Meskipun amicus curiae bukan merupakan bagian dari alat bukti, namun keberadaannya dapat menjadi pertimbangan hakim dalam menggali, mengikuti dan memahami nilai-nilai hukum serta rasa keadilan yang ada dalam masyarakat. Amicus curiae dapat memperkuat kepercayaan diri majelis hakim Mahkamah Konstitusi dalam memberikan argumentasi atau mempertimbangkan putusan.
Dipakai atau tidak sepenuhnya terserah hakim Mahkamah Konstitusi yang memutuskan. Kendati demikian, maraknya amicus curiae juga menjadi indikasi tingginya tingkat kekhawatiran masyarakat terhadap penyelenggaraan pemilu 2024.
Bahwa pemilu bukan sekadar pemungutan suara, melainkan serangkaian proses yang juga harus diawasi agar berjalan lancar, adil, dan demokratis sebagaimana dimaksud dalam konstitusi.
Dalam siaran langsung Polemik Trijaya: Menanti Putusan Mahkamah Konstitusi yang disaksikan secara daring dari Jakarta, Sabtu, Titi yang juga Dewan Pengawas Tulisem mengatakan, majelis hakim Mahkamah Konstitusi sebelum mengambil keputusan akan membangun argumentasi, rasionalitas, logika dan penalaran hukum yang akan menjadi kesimpulan. untuk keputusan ini. keputusan.
Dengan begitu, kata dia, bisa menganalisis putusan MK secara lebih proporsional. Hal ini terlepas dari tipologi putusan apakah akan dikabulkan, ditolak atau tidak diterima.
Kalaupun dikabulkan, yang membedakannya adalah apakah dikabulkan seluruhnya atau hanya sebagian saja.
Oleh karena itu, majelis hakim Mahkamah Konstitusi perlu memperhatikan nilai-nilai dan rasa keadilan dalam masyarakat. Pasalnya, hakim mengambil keputusan berdasarkan bukti dan keyakinannya.
Alat bukti berkontribusi pada bagaimana hakim menarik benang merah antara data, fakta, informasi, peristiwa, dan sebagainya. Hal ini tergantung apakah keputusan tersebut ditolak atau dikabulkan.
Sebaliknya, ada atau tidaknya ketentuan mengenai amicus curiae dalam putusan tersebut, maka pembentuk undang-undang perlu membuat pengaturan mengenai siapa yang berhak mengajukan permohonan teman pengadilan, kemudian jangka waktu pengajuan permohonan, dan segera.
Setelah menjadi partai terbesar sepanjang sejarah pemilu di Tanah Air, nampaknya masih ada pekerjaan rumah bagi anggota parlemen untuk memasukkan aturan yang lebih eksplisit mengenai amicus curiae.

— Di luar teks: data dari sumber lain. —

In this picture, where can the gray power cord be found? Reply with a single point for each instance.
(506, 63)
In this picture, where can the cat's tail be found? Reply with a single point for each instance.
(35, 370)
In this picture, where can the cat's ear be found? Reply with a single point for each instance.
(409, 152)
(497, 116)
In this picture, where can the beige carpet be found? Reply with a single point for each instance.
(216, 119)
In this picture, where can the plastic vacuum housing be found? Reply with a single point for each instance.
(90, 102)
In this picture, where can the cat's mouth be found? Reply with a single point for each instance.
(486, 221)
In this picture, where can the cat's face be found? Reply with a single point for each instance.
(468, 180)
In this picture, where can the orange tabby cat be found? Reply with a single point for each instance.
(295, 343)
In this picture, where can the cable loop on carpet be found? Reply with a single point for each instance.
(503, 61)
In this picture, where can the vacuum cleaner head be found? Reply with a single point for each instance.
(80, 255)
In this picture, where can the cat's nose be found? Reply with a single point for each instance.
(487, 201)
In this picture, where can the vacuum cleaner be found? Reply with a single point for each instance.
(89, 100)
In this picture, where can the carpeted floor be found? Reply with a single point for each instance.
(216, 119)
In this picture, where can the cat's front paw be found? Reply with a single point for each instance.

Ekspresi-ekspresi ini juga perlu dibatasi. Sejauh ini, orang-orang mengacu pada definisi versi Wikipedia.
Amicus curiae adalah orang perseorangan atau organisasi yang bukan merupakan pihak dalam suatu perkara hukum, namun diperbolehkan membantu pengadilan dengan memberikan informasi, keahlian atau wawasan terkait dengan permasalahan dalam perkara tersebut.
Tak pelak, saat Megawati Soekarnoputri dan Hasto Kristiyanto melamar menjadi sahabat Istana menimbulkan polemik. Namun, semua tergantung majelis hakim MK.

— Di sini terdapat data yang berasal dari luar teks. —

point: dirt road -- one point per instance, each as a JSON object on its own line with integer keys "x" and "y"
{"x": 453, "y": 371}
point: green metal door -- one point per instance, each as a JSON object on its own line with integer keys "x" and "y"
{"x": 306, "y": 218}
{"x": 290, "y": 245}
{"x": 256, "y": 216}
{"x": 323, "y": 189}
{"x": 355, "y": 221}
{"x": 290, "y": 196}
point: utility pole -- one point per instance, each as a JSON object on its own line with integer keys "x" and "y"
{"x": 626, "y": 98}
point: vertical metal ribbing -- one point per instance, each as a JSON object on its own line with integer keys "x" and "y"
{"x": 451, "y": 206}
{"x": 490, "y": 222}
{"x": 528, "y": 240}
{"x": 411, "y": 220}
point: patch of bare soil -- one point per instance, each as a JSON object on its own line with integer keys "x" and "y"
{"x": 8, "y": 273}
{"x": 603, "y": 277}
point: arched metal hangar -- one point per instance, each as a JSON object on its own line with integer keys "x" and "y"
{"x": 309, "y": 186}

Publik baru mengetahui apakah dokumen amicus curiae Ketua Umum dan Sekretaris Jenderal PDI-P masuk dalam putusan atau tidak setelah dibacakan oleh delapan hakim konstitusi pada 22 April 2024.
Selama ini dasar pengajuan amicus curiae adalah Pasal 5 ayat (1) Undang-Undang Nomor 48 Tahun 2009 tentang Kekuasaan Kehakiman.
Pasal tersebut menyatakan bahwa hakim dan hakim konstitusi wajib menggali, mengikuti, dan memahami nilai-nilai hukum dan rasa keadilan yang ada dalam masyarakat.